Para empezar, la calle Elvira Méndez era una calle sin salida por lo que la muchachada del barrio podía reunirse allí para patinar, montar bicicleta, jugar tiquibol y muchas cosas más. Donde más años viví fue en la esquina de la Elvira Méndez con la calle 52 y de allí fue donde me arrancaron como a una gata agarrada a la pared cuando me trajeron al sitio donde resido desde hace casi diez años. Es que lo que me gusta es quedarme en un mismo lugar, de ser posible, para siempre.

Hace poco estaba viendo unas remodelaciones que han hecho al edificio de la mentada esquina y, por supuesto, que al visitar áreas del edificio que llevaba 40 y pico de años sin ver ya saben lo que ocurrió: se presentó la avalancha de memorias. Es más, no fue una avalancha, fueron varias porque, como es costumbre, una llevo a la otra y todavía, una semana después se siguen desprendiendo pedazos de vida por aquí y por allá.

Los recuerdos empiezan porque “visité” lo que por muchos años fue la oficina de mi papá. Quedaba en el mismo edificio donde vivíamos así es que la visitábamos a diario. Varias veces. Ahora que lo pienso, no sé como sus secretarias nos aguantaban porque uno llegaba a molestar. Que regálame una hoja blanca, que préstame el sacapuntas, que ayúdame a dibujar las letras para este trabajo, que necesito una ponchadora, que se me dañó el folder, que porfa ábreme los huecos para que el gancho no me rompa las hojas. Mejor me detengo. Y no era uno, éramos varios los que nos instalábamos entre un escritorio y otro.

Cuando nos asomábamos al despacho de mi papá lo primero que encontrábamos era el escritorio de Papa Quica, un tío abuelo que trabajaba con él y era al único a quien le confiaban la preparación de los sobres semanales de planilla. Las muchachas afuera entre un chiquillo y otro escribían nombre e información de salario, pero era el tío Ricardo quien distribuía el dinero.

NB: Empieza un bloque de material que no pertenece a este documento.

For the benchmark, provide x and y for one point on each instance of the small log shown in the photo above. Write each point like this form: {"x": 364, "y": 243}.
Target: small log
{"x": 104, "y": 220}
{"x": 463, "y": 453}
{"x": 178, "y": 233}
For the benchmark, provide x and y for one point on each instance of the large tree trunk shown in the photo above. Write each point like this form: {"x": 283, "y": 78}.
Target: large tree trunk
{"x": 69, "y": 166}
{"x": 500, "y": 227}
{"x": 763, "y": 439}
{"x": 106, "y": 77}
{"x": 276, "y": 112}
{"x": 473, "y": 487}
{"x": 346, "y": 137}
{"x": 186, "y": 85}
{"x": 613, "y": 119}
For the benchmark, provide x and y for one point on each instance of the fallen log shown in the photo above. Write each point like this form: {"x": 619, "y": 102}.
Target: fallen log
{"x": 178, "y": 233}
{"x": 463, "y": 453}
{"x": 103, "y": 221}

Yo aquí solita dándome otra vuelta por aquel lugar debo concluir que, como tenía ventanas que daban a ambas calles, mi papá seguro pasaba ratos mirando a ver qué estábamos haciendo, porque pasábamos mucho tiempo allí abajo. Tempranito esperábamos el bus, pero ya terminado el horario escolar se aparecían todos “los chicos del barrio” y gozábamos como recién divorciados. Era distinta la vida.

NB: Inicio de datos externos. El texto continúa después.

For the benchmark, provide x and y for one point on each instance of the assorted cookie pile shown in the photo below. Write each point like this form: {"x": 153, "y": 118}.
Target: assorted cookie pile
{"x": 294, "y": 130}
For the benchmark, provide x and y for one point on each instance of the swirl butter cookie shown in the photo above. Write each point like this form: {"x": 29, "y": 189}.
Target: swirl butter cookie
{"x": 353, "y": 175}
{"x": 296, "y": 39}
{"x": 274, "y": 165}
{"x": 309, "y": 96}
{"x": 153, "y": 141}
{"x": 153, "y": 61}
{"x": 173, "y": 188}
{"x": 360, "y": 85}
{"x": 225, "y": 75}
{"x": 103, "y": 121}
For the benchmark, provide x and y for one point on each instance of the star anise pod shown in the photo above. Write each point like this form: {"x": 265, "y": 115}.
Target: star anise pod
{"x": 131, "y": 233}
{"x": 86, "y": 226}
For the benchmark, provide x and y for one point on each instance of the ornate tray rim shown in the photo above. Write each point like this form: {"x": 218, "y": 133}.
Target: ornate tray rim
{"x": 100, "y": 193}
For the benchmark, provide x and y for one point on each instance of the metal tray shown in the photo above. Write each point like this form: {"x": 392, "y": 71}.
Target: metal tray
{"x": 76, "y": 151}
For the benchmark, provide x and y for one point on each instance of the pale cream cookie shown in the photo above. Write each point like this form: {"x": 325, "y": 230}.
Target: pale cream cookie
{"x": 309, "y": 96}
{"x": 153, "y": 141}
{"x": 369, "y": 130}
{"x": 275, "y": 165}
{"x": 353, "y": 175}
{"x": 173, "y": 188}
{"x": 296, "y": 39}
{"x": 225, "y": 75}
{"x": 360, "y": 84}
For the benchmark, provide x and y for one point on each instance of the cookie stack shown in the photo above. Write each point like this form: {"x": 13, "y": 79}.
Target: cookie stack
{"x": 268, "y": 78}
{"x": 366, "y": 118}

En ese despacho se armaron cada año decenas de canastas para los muchachos que trabajaban con mi papá, para los inquilinos del edificio, para los ahijados y para todo aquel que estuviera en la lista de regalos de mi papá y mi mamá. Claro que para llenarlas primero hacíamos viajes a la Central y otros destinos, pero sobre eso les contaré otro día porque se me acabó el papel.